„Schule als Sozialraum im Sozialraum„

Interview mit Vertr.-Prof. Dr. Matthias Forell

 

Beim 7. Spitzengespräch zum Kommunalen Bildungsmanagement im Land Brandenburg unter dem Titel „Gemeinsam aus der Bildungskrise“ sind Landrät*innen, Dezernent*innen, Amtsleitungen und Vertreter*innen des Bundesministeriums für Bildung und Forschung und des Ministeriums Bildung, Jugend und Sport des Landes Brandenburg zu aktuellen Herausforderungen und Veränderungspotenzialen im Bildungssystem ins Gespräch gegangen.  

Dr. Matthias Forell vertritt die Professur für Schulpädagogik mit dem Schwerpunkt Schulentwicklung am Institut für Pädagogik an der Carl von Ossietzky Universität Oldenburg.

Sein Vortrag im Rahmen des Spitzengesprächs setzte sich unter anderem mit sozialräumlichen Herausforderungen und ressourcenorientierten Perspektiven in der Schulentwicklung auseinander. Ein Fokus lag dabei auf der Nutzung von kleinräumigen Sozialraumdaten in Form von Kartendarstellungen. Im BMBF geförderten Programm „Schule macht stark“ koordiniert Dr.

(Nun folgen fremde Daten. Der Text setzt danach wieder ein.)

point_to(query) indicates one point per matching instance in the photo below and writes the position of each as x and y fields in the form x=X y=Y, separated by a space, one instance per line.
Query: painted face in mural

Forell das Cluster „Außerunterrichtliches Lernen und Sozialraumorientierung (ALSO)“ und erarbeitet gemeinsam mit Schulen Module zur standortspezifischen Schul- und Unterrichtsentwicklung, die auch von Kommunen als Instrumente zur Weiterentwicklung der Schulentwicklungsplanung genutzt werden können.  

Welche Chancen bietet eine sozialräumlich orientierte Schulentwicklung im Sinne einer Analyse des schulischen Sozialraums mit Hilfe der Darstellung soziodemografischer Daten als Karte? 

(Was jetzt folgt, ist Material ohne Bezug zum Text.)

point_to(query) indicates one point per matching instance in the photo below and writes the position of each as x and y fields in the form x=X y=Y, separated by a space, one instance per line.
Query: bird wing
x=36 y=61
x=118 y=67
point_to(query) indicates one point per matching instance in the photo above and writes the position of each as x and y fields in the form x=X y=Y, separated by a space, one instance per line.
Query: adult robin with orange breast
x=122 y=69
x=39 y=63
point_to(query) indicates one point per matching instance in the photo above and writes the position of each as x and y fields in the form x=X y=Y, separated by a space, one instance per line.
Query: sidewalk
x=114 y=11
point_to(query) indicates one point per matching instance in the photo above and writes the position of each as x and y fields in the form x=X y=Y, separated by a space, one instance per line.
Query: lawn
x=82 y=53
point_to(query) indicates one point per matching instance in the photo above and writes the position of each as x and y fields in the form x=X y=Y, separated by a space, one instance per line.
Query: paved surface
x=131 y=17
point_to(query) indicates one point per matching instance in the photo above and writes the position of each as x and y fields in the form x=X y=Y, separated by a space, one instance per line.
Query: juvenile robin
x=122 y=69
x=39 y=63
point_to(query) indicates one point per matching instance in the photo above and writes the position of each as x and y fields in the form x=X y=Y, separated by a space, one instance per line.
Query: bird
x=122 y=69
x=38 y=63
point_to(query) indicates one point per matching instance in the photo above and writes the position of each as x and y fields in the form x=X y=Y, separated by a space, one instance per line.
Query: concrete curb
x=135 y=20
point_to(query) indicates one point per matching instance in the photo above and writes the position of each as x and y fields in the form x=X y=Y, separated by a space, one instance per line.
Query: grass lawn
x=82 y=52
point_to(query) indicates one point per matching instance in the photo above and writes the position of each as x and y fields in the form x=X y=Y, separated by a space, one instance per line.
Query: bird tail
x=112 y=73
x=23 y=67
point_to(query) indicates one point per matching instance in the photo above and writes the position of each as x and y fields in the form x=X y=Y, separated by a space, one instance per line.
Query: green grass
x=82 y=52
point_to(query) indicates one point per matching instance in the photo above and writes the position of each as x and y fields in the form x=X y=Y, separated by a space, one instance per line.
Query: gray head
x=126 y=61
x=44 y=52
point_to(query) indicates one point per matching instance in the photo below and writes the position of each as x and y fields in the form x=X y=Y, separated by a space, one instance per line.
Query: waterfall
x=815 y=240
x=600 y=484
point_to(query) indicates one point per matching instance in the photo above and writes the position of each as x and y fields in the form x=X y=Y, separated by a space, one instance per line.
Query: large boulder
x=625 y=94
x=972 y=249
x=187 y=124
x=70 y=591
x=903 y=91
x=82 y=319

Die Voraussetzungen für Bildungserfolg unterscheiden sich nicht nur nach den sozialen und individuellen Eingangsvoraussetzungen von Schüler*innen, sondern auch – teilweise deutlich – je nach Schulstandort. So weisen Schulen in herausfordernden Lagen tendenziell eine niedrigere Schulqualität auf, die sich oft in einer schlechteren personellen, materiellen und räumlichen Ressourcenausstattung zeigt. Das bedeutet, dass ohnehin schon benachteiligte Schüler*innen an diesen Schulen ungünstigere Lernbedingungen vorfinden, indem sie u.a. von mehr Unterrichtsausfall oder fachfremdem Unterricht betroffen sind.  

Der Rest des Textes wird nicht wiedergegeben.